When there are interrupts and regular code using the same variables, they must be declared volatile, and in the case of multi-byte variables, their use in non-interrupt code must be done with interrupts disabled briefly so there is no chance that the ISR fires during the regular code getting or putting the bytes that comprise the variable.

So you'll see

   noInterrupts();
   long myCopy = someVolatileLong;
   interrupts();

and use of myCopy subsequently. There's a header atomic.h that is just a bit more clever and flexible, but you get the idea. Non-atomic access issues can be very hard to see, and may lurk without symptoms only to spring up when you least need it to.

THX for the 'scope disgram and notes. How long is the period of waiting for the next 22.2 ms frame to begin? I return to wondering why this isn't basically eliminating any effect of one interval on the next.

This may be more important than the regularity 404 cycles of the glitch, and is truly the stuff of nightmares.

I repeat my suggestion to get the compiler to tell you as much as possible about the code, it feels like something that should be isn't getting set up right from the start.

a7

On the Arduino Due, Direct Memory Access (DMA) allows efficient data transfer between memory and peripherals like UART without CPU intervention.

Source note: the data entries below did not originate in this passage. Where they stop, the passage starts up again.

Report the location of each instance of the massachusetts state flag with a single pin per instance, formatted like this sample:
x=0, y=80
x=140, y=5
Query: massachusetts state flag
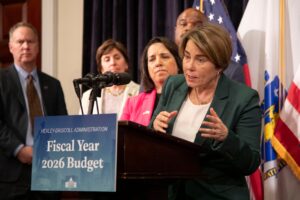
x=269, y=32
x=215, y=12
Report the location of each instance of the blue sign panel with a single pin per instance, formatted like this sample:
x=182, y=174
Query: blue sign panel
x=75, y=153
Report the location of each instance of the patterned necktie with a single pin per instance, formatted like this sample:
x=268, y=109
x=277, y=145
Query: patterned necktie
x=34, y=103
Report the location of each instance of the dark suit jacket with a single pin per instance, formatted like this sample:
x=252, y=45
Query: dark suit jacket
x=224, y=163
x=13, y=116
x=235, y=71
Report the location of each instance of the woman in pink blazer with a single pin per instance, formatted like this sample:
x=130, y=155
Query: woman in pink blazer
x=160, y=59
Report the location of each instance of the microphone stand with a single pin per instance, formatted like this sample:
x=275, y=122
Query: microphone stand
x=96, y=92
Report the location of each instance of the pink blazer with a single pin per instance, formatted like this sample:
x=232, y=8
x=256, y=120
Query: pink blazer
x=139, y=108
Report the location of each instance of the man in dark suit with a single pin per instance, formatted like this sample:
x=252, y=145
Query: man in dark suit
x=16, y=132
x=190, y=18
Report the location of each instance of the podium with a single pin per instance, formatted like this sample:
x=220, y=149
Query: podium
x=147, y=162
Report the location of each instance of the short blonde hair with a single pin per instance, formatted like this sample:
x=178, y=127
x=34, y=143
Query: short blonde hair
x=108, y=46
x=213, y=40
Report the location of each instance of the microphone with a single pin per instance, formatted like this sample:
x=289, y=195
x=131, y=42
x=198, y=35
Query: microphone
x=110, y=78
x=87, y=78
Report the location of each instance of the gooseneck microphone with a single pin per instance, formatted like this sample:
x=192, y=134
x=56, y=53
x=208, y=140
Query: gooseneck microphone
x=98, y=82
x=107, y=79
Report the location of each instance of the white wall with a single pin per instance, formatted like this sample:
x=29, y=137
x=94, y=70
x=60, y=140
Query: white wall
x=62, y=34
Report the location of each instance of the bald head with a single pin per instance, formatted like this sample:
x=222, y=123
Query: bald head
x=187, y=20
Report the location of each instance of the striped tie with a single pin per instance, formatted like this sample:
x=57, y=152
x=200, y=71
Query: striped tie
x=34, y=103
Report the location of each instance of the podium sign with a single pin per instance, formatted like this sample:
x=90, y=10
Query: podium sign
x=75, y=153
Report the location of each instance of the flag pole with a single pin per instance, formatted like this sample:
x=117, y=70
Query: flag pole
x=282, y=67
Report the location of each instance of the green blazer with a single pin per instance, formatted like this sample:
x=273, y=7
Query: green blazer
x=225, y=164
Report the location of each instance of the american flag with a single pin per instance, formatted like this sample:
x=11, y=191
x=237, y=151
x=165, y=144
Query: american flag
x=215, y=12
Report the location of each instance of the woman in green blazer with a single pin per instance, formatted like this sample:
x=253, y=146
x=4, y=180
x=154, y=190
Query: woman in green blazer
x=221, y=115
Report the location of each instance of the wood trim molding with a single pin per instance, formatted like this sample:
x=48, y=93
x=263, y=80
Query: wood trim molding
x=49, y=36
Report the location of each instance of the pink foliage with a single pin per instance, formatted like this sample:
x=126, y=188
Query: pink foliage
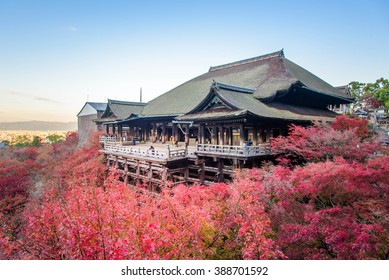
x=322, y=142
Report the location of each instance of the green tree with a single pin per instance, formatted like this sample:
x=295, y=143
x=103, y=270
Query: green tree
x=379, y=91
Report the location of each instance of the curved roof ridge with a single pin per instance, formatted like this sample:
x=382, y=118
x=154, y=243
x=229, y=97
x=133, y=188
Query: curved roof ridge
x=248, y=60
x=133, y=103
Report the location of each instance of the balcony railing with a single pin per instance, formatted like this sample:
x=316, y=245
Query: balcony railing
x=108, y=139
x=249, y=151
x=163, y=154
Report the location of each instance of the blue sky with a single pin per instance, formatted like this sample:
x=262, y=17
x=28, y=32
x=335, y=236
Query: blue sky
x=55, y=55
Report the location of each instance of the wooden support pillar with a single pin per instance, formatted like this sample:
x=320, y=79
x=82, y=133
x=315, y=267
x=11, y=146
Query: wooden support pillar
x=221, y=132
x=154, y=133
x=220, y=167
x=150, y=175
x=187, y=134
x=230, y=137
x=268, y=134
x=186, y=174
x=202, y=133
x=163, y=132
x=255, y=136
x=137, y=172
x=125, y=172
x=214, y=135
x=202, y=173
x=242, y=134
x=175, y=132
x=260, y=132
x=164, y=174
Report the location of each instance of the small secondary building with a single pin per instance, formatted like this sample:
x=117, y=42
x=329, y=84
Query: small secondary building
x=90, y=112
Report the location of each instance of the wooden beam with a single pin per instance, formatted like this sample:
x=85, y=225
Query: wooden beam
x=125, y=172
x=242, y=134
x=220, y=174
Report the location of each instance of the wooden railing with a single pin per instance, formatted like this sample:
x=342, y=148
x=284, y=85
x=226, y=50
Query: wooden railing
x=164, y=154
x=259, y=150
x=108, y=139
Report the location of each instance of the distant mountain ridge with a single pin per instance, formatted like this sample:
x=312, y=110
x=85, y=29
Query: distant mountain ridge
x=39, y=126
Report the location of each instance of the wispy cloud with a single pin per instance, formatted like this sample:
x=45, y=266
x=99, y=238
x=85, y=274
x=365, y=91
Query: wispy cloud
x=33, y=96
x=72, y=28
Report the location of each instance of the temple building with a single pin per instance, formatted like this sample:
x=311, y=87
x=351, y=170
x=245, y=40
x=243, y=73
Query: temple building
x=223, y=119
x=89, y=112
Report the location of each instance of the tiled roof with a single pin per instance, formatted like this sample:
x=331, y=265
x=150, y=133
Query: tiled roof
x=122, y=109
x=267, y=75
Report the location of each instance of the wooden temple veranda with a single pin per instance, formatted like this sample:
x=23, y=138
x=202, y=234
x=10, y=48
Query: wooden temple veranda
x=200, y=131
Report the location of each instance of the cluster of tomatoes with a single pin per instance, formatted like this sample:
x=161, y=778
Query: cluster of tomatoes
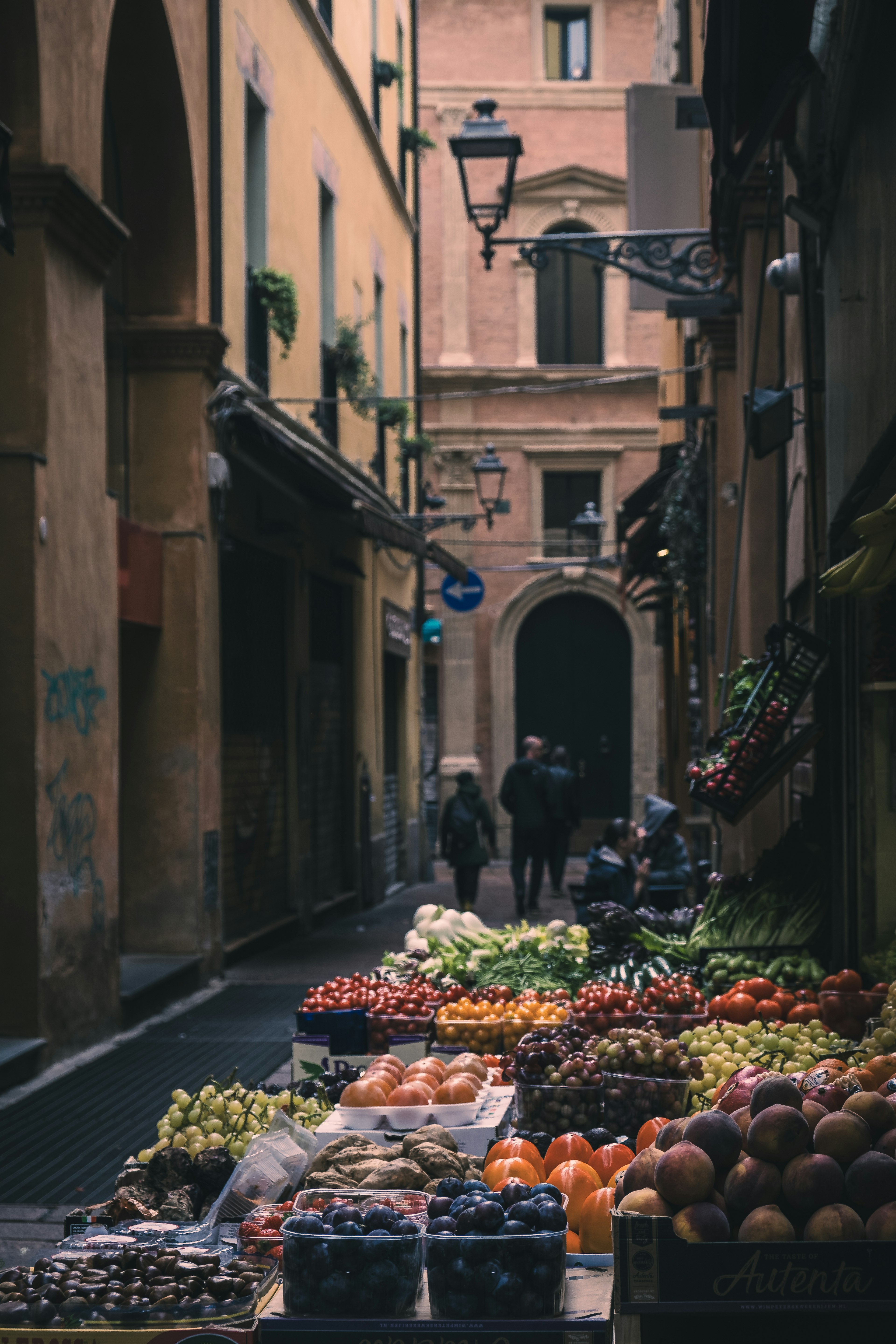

For this to work it involves configuring the DMA controller and UART settings, setting up a DMA channel to handle data transfers, enabling UART to generate DMA requests, starting the DMA transfer, and optionally handling completion through interrupts. I’m assuming this is done correctly since the OP hints this part is working.

This process is not the one we typically see with the Serial class

@J-M-L this is my understanding as well. Solidify my confidence by wondering with me if the check for ready is never done, that is to say that when the buffer send lever is pulled, it is always ready, like if you waited 10 milliseconds between characters going out at 115200.

Here the snippet you eliminated with your simpler logical equivalent:

        } else{
            //wait until ready
            while(!(*p_UART_SR & TXBUFE)){
                ;
            }

This is consistent with @swallace23's assertion about the diagnostic pin wiggle surrounding the busy-wait

gets nothing on the oscilloscope.

which at first I took to mean was unremarkable, but now I see as literal - just doesn't happen, no positive pulse, never busy waits.

a7

I think testing (*p_UART_SR & TXBUFE) is not appropriate for DMA controlled transfers.

If I remember correctly you would typically need to check the status of the DMA controller rather than the UART status registers (probably the Channel Status Register - DMAC_CHSR)

I concur. I haven't used DMA on the AVR family but I have on others. It's typically done by configuring DMA, enabling a "done" interrupt and then dispatching the DMA operation and getting on with life. When the DMA operation is done, the interrupt is asserted. No busy waiting should ever be needed.